Originally published in Contemporary South Asia, vol.8, no.3, Carfax Publishing (Bradford, U.K.), 1999.
Saurabh Dube, Untouchable Pasts: Religion, Identity, and Power among a Central Indian Community, 1780-1950. Albany: State University of New York Press, 1998.
The prevailing narrowness of disciplinary boundaries in history and anthropology have prompted a now well-developed critique of the isolation of the archive and the field, respectively — the privileging of elite archival sources, textual authority, and their master narratives on the one hand, and the ahistorical essentialism, questionable epistemic and cultural perspectives of fieldwork on the other. The effort undertaken by the Subaltern Studies collective to use the anthropologist’s tools in the writing of history has, in the study of Indian society, introduced questions of culture and power, identity formation and representation, and everyday cultural and social practices into the historiography of modern India. This recent book deepens this project of ethnographic history through a study of the Satnami community of Chhatisgarh in contemporary Madhya Pradesh.
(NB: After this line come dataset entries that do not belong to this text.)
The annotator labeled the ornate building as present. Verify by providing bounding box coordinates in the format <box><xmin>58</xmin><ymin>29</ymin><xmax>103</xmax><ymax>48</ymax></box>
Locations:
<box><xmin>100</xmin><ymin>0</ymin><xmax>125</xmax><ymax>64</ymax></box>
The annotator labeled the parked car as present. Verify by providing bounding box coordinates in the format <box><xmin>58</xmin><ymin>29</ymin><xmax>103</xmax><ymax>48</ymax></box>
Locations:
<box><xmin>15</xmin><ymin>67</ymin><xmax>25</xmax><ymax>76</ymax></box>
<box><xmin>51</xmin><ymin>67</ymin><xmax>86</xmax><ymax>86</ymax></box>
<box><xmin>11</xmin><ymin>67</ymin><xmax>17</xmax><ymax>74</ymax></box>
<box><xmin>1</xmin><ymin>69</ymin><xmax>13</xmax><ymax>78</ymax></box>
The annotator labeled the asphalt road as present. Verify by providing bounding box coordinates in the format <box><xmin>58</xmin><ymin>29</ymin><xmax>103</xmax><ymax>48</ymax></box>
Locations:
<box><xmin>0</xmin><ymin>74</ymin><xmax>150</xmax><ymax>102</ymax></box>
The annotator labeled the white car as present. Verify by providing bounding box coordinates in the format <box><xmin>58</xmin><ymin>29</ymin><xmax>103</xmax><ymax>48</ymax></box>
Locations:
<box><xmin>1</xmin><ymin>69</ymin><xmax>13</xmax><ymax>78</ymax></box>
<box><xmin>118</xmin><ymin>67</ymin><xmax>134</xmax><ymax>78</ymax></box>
Dube navigates his analysis through the “overarching oppositions” of ritual and reason, myth and history, tradition and modernity, community and state by showing how each of these concepts is interwoven in the signification of its opposite in the historical and symbolic processes of identity formation of the Satnamis. The work documents the founding of the sect and elaboration of their organisation, the changes undergone in the community through shifts in land settlement, patterns of governance under the Marathas and British, and the experience and recasting of the community’s identity through contact with colonial administration, evangelical missionaries, and nationalist reformers.
This historical detail is enriched by an ethnographic perspective which places these wider processes within their everyday significance in local arenas of village life, ritual practices, and gender and caste authority. In the latter part of the book Dube explores the configurations of the past in the community both as mythical and historical truths, building on his explanations of the discursive construction of the caste-sect in earlier chapters and the formation of the group as modern self-recognising community in the field of modern politics opened by the colonial regime.
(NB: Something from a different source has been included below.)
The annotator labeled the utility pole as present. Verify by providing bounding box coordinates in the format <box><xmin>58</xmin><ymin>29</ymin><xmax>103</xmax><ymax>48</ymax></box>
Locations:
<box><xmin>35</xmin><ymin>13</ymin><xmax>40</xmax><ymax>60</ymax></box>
Within this narrative Dube intervenes in several important debates in different disciplines. Addressing the central category of Hindu religious identity and community, Dube argues for an understanding of the contested and negotiated nature of this category by marginal groups like the Satnamis. In the debate on caste, he argues against the rigid separation of definitions of caste and sect, ascetic and householder, and synthetic theories of caste based either on principles of ritual purity or kingship, claiming that they are intermeshed in their actual practices and symbolic constitution.
Arguing against the tendency in recent political and historical work to portray a too-rigid separation between state and community, Dube both argues for the internal differentiation of the community on issues of law, property, and gender, and he endorses a view that sees the community as fashioning itself through the symbols and metaphors of colonial governance in its notions of order, law and identity, and casting itself in the form of modern civic associations like the Satnami Mahasabha.
Dube’s elegant work is notable for its methodological insights most of all, complemented by solid archival research and fieldwork, both often narrated with a refreshing self-consciousness about the limits of knowledge production in the archival-ethnographic encounter. At times his arguments are unnecessarily repetitive, sometimes making an unnecessary theoretical flourish or clever turn of phrase at the expense of an otherwise clear and lucid work — an irritating tendency in much work in cultural studies, though here only a minor distraction.
Additionally, there is an slight unnevenness in his prose style between some chapters, which could have been eliminated by a better arrangement and editing of the separate papers that composed this volume. However, despite these slight defects, the book is very worthwhile reading for students of history, anthropology and sociology, religious studies and social and cultural theory.